Die beiden FH-Absolventen Florian Entleitner und Alexander Moosmann teilen eine Leidenschaft namens IT-Security. Daraus ist ein Startup geworden: Mit Hivesense entwickelten beide eine sogenannte Deception-Plattform, die Cyberangriffe frühzeitig erkennt, indem sie Angreifende mit gezielt platzierten digitalen Fallen aufdeckt und dadurch wichtige Informationen für Cyberdefense liefert. Dabei setzen sie bewusst auf europäische Infrastruktur und digitale Souveränität. Die Idee entstand im Studium an der FH Salzburg.

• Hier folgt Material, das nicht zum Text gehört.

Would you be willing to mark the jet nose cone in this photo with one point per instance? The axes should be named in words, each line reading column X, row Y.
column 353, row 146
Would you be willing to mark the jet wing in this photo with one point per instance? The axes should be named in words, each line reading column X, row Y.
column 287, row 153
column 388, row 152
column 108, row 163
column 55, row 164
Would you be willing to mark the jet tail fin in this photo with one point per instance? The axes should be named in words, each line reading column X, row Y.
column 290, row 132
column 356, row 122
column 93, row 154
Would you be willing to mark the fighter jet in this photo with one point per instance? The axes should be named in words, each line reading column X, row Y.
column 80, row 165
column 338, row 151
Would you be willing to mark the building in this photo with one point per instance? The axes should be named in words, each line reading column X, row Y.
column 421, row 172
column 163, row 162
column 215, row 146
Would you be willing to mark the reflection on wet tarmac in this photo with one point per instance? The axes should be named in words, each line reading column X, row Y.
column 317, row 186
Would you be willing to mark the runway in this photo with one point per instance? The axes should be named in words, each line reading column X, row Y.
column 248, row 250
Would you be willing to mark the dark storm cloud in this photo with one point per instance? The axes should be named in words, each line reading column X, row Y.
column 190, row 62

Hivesense mit „Deception Technology“

Konkret haben sich Entleitner und Moosmann im Studium Informationstechnik & System-Management an der FH Salzburg kennengelernt. Die Idee für das Startup entstand schließlich im Rahmen von Entleitners Abschlussarbeit. „Ich habe mich in meiner Masterarbeit intensiv mit sogenannten ‚Honeypots‘ beschäftigt, einem Teilbereich der Täuschungstechnologie. Dabei wurde mir klar, wie viel Potenzial in diesem Ansatz steckt“, erklärt er.

Die Founder pitchten ihre Idee beim FHStartup Center und wurden im Herbst 2025 in die Startup Factory des Netzwerks Startup Salzburg aufgenommen. Im März 2026 gründeten sie schlussendlich ihr Unternehmen.

Hivesense entwickelt – wie erwähnt – eine „Deception Technology“, eine – eigenen Angaben nach – noch wenig verbreitete Form der Cyberabwehr. Das Prinzip: Im Netzwerk eines Unternehmens werden gezielt „Stolperdrähte“ platziert. Angreifer, die sich im System bewegen, sollen dann darauf stoßen und erkannt werden, so der Claim.

„Wir bauen keine klassische Schutzmauer“, sagt Entleitner. „Wir legen bewusst falsche Spuren und warten, bis jemand darüber stolpert – vergleichbar mit einem Stolperdraht, an dem ein Glöckchen platziert wurde.“ Moosmann ergänzt: „Viele Sicherheitslösungen erkennen nur bekannte Bedrohungen. Wir gehen einen Schritt weiter: Wir erkennen Verhalten und interagieren direkt mit Angreifern.“ Dabei setzt Hivesense im Inneren des Netzwerks an, einem der, wie beide Gründer sagen, kritischsten Bereiche.

Erste Pilotkunden

Die Decoy-Plattform von Hivesense befindet sich im Einsatz bei ersten Pilotkunden. Das Team treibt den Markteintritt im DACH-Raum aktiv voran und sucht weiterhin nach Unternehmen, die die Plattform in ihrer Infrastruktur einsetzen und gemeinsam mit Hivesense weiterentwickeln möchten.